The United States led the external supply of fruits and vegetables to Mexico in 2021, with exports of 1,661 million dollars, according to data from the Department of Agriculture (USDA).

In particular, last year, fresh fruit exports from the United States were 748.3 million dollars, this is 37.2% more than in 2020.

At the same time, US sales of processed fruits were estimated at 196.3 million dollars, a growth of 26.1% year-on-year.

Thus, both US exports of fresh fruit and processed fruit reached a record in 2021.

On the vegetables side, US shipments to the Mexican market increased 3.2% in the case of fresh vegetables (233.7 million dollars) and 38.5% in the case of processed vegetables (482.5 million).

The record trade in processed vegetables was driven by increases in the quantity and value of frozen potato products ($261 million), reflecting a reopening of the Hotels, Restaurants and Institutional Services sector after a challenging 2020.

For its part, strong apple exports from the United States ($349 million) boosted growth in the fresh fruit sector.

Meanwhile, orange and mandarin exports ($29 million) were boosted by high demand for products containing vitamin C during the Covid-19 pandemic.

Fruits and vegetables

Small but mighty US cherry exports ($16 million) to Mexico are up an impressive 235% since 2020.
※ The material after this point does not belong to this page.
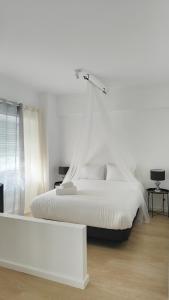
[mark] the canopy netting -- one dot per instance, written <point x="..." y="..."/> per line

In addition to the ongoing coronavirus pandemic, extreme heat and dry weather reduced production of several key crops in the United States in 2021.

Extreme heat negatively affected crop yields of potatoes, tomatoes, and legumes, while scarcity of irrigation water (particularly in California) caused growers to reduce acreage for crops such as processing tomatoes.

According to the USDA, the supply chain issues affecting parts of agriculture and the rest of the economy in 2021 were not as severe for fresh vegetables.

The supply of fresh vegetables was hampered at times by a shortage of trucks and/or drivers, the availability of labor in the field and at the packinghouse, and problems obtaining pallets and packing materials.

With vegetable imports and exports largely focused on North American markets, bottlenecks at ports have been less of an issue with most delays stemming from trucking issues or cargo delays. of railway tracks.